Lucky for Jennifer there's no shortage of omega-3 foods at the market. It is found in everything from eggs, milk, pasta and oil.

Fortified foods are pouring onto store shelves, with manufacturers offering 423 new omega-3 fat foods in 2008 and an additional 157 this year so far.

But should you stock up? Joan Salge Blake, who is with the American Dietetic Association, says most of the products contain a fraction of the amount of omega-3 fat's you'd get from a serving of salmon and often cost twice as much as comparable products.

"Four ounces of something like salmon can have 50 times more the omega-3's than some of these fortified products," said Blake.

Currently, Americans average a paltry 85 milligrams of omega-3 daily, but many experts suggest we get 1000 to 2500 milligrams.

Which can easily be met by having a couple 4 ounce servings of salmon a week. But if you're looking for omega-3 fats in your enriched foods you've got to check the labels. For instance, 1 cup of milk will get you 32 milligrams and 1 egg has 75 milligrams, so you would have to eat quite a few of them and often.
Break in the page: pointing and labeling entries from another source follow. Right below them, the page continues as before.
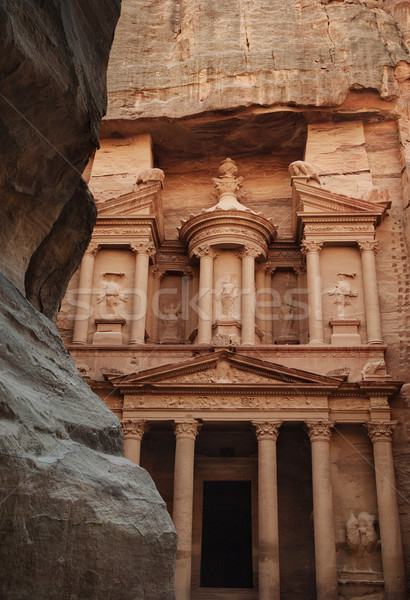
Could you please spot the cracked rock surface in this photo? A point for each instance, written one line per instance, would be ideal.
(175, 58)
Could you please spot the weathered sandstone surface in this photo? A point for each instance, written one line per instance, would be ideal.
(77, 519)
(177, 58)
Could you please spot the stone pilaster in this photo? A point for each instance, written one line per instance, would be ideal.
(248, 256)
(323, 517)
(143, 252)
(185, 432)
(206, 256)
(83, 309)
(381, 434)
(371, 294)
(314, 282)
(133, 434)
(268, 527)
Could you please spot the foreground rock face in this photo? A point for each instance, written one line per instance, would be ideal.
(77, 519)
(53, 59)
(199, 56)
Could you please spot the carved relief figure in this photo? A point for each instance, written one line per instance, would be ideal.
(228, 297)
(111, 296)
(286, 319)
(361, 535)
(341, 291)
(171, 322)
(301, 168)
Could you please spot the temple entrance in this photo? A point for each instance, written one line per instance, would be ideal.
(226, 551)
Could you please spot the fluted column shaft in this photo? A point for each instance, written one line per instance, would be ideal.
(139, 306)
(83, 309)
(248, 296)
(133, 434)
(206, 279)
(371, 294)
(261, 300)
(314, 283)
(186, 432)
(268, 527)
(323, 517)
(381, 435)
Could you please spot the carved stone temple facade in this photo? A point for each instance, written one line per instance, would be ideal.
(234, 324)
(243, 305)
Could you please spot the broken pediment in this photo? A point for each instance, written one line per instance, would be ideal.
(224, 369)
(145, 200)
(312, 199)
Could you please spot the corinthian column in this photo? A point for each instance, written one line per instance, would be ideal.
(324, 526)
(261, 300)
(83, 309)
(133, 434)
(371, 294)
(314, 282)
(268, 528)
(248, 256)
(381, 435)
(139, 307)
(185, 432)
(206, 280)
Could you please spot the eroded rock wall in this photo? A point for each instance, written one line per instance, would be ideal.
(77, 519)
(181, 57)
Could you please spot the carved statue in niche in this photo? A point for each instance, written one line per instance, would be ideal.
(341, 291)
(361, 535)
(111, 296)
(227, 297)
(301, 168)
(286, 320)
(171, 322)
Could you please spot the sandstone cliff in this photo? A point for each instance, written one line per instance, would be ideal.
(77, 519)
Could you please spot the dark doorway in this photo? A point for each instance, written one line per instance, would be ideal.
(226, 553)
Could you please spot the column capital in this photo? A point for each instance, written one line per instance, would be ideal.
(261, 268)
(381, 432)
(143, 247)
(134, 429)
(368, 246)
(188, 429)
(206, 250)
(158, 273)
(319, 431)
(299, 269)
(249, 251)
(311, 247)
(267, 430)
(92, 249)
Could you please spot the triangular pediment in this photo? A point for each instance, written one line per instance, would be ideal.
(224, 368)
(309, 200)
(146, 200)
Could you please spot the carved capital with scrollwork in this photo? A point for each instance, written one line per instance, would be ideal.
(92, 249)
(134, 429)
(143, 247)
(319, 431)
(311, 247)
(368, 246)
(299, 269)
(206, 250)
(187, 429)
(267, 430)
(248, 251)
(381, 432)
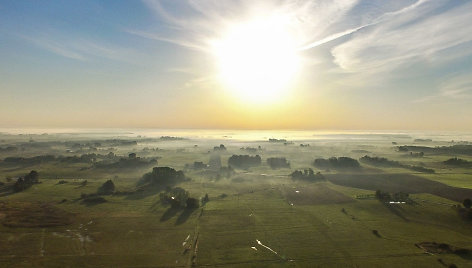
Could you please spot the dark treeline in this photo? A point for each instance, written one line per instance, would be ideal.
(163, 176)
(457, 162)
(179, 198)
(395, 197)
(24, 182)
(336, 163)
(380, 161)
(244, 161)
(307, 175)
(454, 149)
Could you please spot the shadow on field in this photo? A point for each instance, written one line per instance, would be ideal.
(183, 217)
(395, 210)
(6, 190)
(170, 212)
(145, 191)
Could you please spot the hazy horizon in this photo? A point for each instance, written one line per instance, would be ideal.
(346, 64)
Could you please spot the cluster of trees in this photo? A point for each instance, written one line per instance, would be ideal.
(396, 197)
(416, 154)
(219, 148)
(244, 161)
(24, 182)
(251, 149)
(278, 140)
(465, 149)
(466, 211)
(380, 161)
(163, 176)
(457, 162)
(225, 172)
(197, 165)
(179, 198)
(307, 175)
(278, 162)
(107, 188)
(336, 163)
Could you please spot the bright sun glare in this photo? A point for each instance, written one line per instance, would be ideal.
(258, 59)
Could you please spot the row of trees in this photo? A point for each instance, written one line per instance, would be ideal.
(307, 175)
(244, 161)
(180, 198)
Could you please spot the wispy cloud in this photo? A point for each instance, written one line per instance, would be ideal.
(456, 88)
(79, 48)
(419, 31)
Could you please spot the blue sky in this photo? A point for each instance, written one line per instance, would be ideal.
(366, 64)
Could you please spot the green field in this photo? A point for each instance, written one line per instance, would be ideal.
(297, 223)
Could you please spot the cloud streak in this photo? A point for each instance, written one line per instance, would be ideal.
(417, 32)
(80, 49)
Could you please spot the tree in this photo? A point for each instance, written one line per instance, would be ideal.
(192, 203)
(163, 176)
(107, 188)
(176, 197)
(26, 181)
(467, 203)
(205, 199)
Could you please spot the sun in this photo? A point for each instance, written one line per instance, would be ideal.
(257, 60)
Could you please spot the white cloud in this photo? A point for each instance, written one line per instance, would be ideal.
(418, 32)
(80, 49)
(456, 88)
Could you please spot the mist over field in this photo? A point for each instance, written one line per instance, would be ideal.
(185, 198)
(222, 133)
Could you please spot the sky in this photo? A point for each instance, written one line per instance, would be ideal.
(374, 65)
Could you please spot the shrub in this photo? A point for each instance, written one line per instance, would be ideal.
(163, 176)
(278, 162)
(244, 161)
(107, 188)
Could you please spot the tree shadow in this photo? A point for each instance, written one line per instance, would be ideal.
(6, 190)
(183, 217)
(144, 191)
(395, 210)
(170, 212)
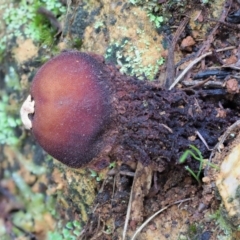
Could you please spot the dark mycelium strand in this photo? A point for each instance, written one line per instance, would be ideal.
(137, 120)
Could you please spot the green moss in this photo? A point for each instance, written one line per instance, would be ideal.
(22, 21)
(130, 59)
(9, 111)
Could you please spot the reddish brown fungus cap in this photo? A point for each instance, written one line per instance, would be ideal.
(72, 107)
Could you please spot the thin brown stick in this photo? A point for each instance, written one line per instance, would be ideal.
(170, 70)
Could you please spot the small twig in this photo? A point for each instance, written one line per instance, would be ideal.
(222, 140)
(199, 84)
(155, 214)
(127, 173)
(170, 70)
(195, 61)
(203, 140)
(128, 214)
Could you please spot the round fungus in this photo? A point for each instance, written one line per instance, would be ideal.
(72, 107)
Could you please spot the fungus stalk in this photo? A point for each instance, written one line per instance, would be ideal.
(86, 112)
(26, 109)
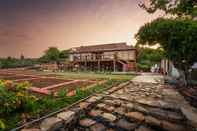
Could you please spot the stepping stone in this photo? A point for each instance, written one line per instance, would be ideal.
(141, 109)
(172, 127)
(120, 111)
(191, 114)
(31, 129)
(124, 124)
(98, 127)
(66, 116)
(95, 113)
(109, 117)
(84, 105)
(143, 128)
(87, 122)
(101, 105)
(136, 116)
(152, 121)
(51, 124)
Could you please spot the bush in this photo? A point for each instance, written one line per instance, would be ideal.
(15, 98)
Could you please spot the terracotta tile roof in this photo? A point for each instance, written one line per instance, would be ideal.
(102, 47)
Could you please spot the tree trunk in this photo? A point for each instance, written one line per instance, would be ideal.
(182, 78)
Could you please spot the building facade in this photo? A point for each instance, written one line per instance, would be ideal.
(106, 57)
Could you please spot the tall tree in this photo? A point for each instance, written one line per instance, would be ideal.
(51, 55)
(176, 35)
(180, 8)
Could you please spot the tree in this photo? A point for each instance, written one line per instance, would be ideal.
(64, 54)
(51, 55)
(180, 8)
(147, 57)
(176, 36)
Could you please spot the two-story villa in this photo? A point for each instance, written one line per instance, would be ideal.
(105, 57)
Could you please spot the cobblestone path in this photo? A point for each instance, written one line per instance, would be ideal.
(131, 106)
(138, 107)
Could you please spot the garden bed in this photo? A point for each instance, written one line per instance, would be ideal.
(32, 107)
(72, 86)
(44, 82)
(15, 77)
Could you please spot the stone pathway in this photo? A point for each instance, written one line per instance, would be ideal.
(132, 106)
(139, 107)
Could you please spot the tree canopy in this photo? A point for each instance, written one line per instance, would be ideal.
(175, 7)
(53, 54)
(177, 37)
(147, 57)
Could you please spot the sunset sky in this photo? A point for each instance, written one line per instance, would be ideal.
(29, 27)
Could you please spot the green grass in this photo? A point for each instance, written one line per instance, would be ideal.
(49, 104)
(93, 75)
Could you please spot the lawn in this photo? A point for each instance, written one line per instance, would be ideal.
(23, 106)
(92, 75)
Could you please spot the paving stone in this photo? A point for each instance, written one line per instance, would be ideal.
(98, 127)
(124, 124)
(92, 99)
(51, 124)
(167, 105)
(149, 102)
(31, 129)
(101, 105)
(172, 127)
(84, 105)
(143, 128)
(130, 106)
(109, 108)
(67, 116)
(136, 116)
(174, 116)
(87, 122)
(109, 117)
(95, 113)
(141, 109)
(191, 114)
(120, 111)
(152, 121)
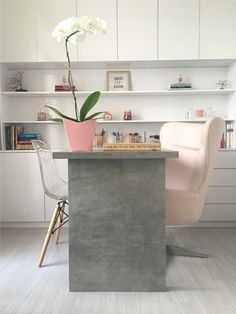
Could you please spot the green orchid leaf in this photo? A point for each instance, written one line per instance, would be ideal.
(61, 114)
(89, 103)
(94, 115)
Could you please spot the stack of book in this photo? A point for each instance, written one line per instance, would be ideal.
(131, 146)
(227, 137)
(16, 139)
(180, 85)
(63, 88)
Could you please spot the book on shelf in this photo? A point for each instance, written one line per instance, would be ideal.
(131, 146)
(227, 137)
(16, 139)
(63, 88)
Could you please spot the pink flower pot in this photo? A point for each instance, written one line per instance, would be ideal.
(80, 135)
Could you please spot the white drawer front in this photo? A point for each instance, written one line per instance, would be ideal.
(223, 177)
(223, 195)
(226, 159)
(219, 212)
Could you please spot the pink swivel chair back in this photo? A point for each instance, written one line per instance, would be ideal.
(197, 145)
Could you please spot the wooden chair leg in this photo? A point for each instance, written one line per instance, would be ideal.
(48, 235)
(59, 223)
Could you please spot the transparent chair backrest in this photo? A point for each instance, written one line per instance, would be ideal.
(51, 179)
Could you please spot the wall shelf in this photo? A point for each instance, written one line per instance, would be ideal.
(115, 121)
(123, 93)
(120, 64)
(30, 122)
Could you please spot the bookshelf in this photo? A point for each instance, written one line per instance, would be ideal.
(151, 102)
(123, 93)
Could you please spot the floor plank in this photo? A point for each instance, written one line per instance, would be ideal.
(193, 285)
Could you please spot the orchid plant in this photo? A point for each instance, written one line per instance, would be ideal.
(73, 30)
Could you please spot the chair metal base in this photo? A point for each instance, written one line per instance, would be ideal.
(59, 216)
(176, 250)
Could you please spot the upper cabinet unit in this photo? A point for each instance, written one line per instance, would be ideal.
(178, 30)
(48, 14)
(137, 30)
(217, 29)
(18, 35)
(99, 47)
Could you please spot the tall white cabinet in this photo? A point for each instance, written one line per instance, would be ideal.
(18, 33)
(137, 39)
(21, 189)
(178, 36)
(217, 29)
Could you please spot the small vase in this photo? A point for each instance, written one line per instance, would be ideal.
(80, 135)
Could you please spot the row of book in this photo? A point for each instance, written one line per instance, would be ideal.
(227, 137)
(16, 139)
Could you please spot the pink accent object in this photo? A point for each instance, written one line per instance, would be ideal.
(187, 176)
(199, 113)
(80, 135)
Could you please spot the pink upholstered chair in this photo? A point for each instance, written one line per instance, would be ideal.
(187, 176)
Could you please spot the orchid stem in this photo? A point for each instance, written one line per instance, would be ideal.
(70, 79)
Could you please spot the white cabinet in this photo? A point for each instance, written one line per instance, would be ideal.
(99, 47)
(18, 35)
(137, 30)
(217, 29)
(178, 37)
(21, 189)
(48, 14)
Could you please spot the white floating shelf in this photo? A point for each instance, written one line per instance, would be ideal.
(153, 121)
(30, 122)
(114, 121)
(124, 93)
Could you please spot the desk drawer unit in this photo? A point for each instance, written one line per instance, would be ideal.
(220, 204)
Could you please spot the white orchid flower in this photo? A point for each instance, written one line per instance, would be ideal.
(73, 30)
(82, 26)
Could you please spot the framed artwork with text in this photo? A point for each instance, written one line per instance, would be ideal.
(118, 80)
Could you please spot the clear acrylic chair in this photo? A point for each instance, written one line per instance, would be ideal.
(55, 187)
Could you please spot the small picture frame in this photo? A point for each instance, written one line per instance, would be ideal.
(118, 81)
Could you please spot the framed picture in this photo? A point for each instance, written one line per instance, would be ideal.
(118, 80)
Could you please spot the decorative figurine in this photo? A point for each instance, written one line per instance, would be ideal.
(222, 84)
(127, 115)
(42, 116)
(15, 82)
(107, 116)
(180, 79)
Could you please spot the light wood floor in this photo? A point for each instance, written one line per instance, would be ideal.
(194, 286)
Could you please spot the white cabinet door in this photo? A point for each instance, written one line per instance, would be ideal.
(178, 30)
(22, 197)
(48, 14)
(217, 29)
(99, 47)
(137, 30)
(18, 31)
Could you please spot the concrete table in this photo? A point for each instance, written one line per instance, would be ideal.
(117, 220)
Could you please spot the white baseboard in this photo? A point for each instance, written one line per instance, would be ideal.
(200, 224)
(26, 225)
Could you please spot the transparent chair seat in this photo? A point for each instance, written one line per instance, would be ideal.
(54, 186)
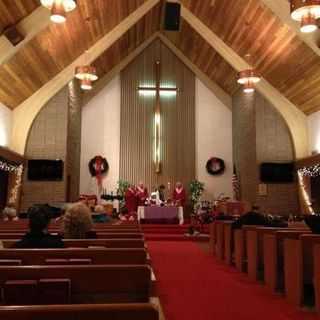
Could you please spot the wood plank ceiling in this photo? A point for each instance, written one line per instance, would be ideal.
(14, 11)
(58, 45)
(276, 51)
(247, 26)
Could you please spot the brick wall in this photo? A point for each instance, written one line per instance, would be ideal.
(47, 140)
(260, 134)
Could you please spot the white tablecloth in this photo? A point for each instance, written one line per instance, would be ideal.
(141, 214)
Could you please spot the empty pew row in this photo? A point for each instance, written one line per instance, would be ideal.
(138, 311)
(31, 285)
(102, 235)
(301, 270)
(56, 230)
(73, 256)
(90, 243)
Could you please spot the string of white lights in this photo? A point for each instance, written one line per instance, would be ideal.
(313, 171)
(5, 166)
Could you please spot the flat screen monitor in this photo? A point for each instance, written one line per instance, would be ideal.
(45, 170)
(277, 172)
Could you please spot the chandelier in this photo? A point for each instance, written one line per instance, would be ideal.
(86, 74)
(306, 12)
(248, 78)
(59, 8)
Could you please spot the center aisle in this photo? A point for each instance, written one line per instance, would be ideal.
(193, 285)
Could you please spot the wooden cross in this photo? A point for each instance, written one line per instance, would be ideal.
(158, 90)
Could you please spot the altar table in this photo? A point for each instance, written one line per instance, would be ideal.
(157, 212)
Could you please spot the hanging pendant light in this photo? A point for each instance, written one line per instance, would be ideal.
(306, 12)
(59, 9)
(86, 74)
(248, 78)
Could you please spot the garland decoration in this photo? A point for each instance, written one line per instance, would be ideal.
(215, 166)
(98, 166)
(7, 166)
(13, 198)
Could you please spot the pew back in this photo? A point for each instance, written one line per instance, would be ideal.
(90, 283)
(137, 311)
(94, 255)
(86, 243)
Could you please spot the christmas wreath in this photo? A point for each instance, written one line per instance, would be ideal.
(98, 166)
(215, 166)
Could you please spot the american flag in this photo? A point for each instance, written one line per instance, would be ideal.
(235, 185)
"Our recommendation is to get that 2 to 4 servings a week of a fatty fish into your routine," said Dr. Vincent Bufalino, American Heart Association.

"I really don't like the taste. I don't like the texture. I don't like the smell," said Maciejewski.

For those like Jennifer, fish oil pills may be the next best thing. But do give your doctor a heads up.

"There are some potential blood-thinning effects, blood pressure-lowering effects, heart irregularity effects. Those kinds of things will maybe have an impact on some of the other medicines you may be taking," said Dr. Bufalino.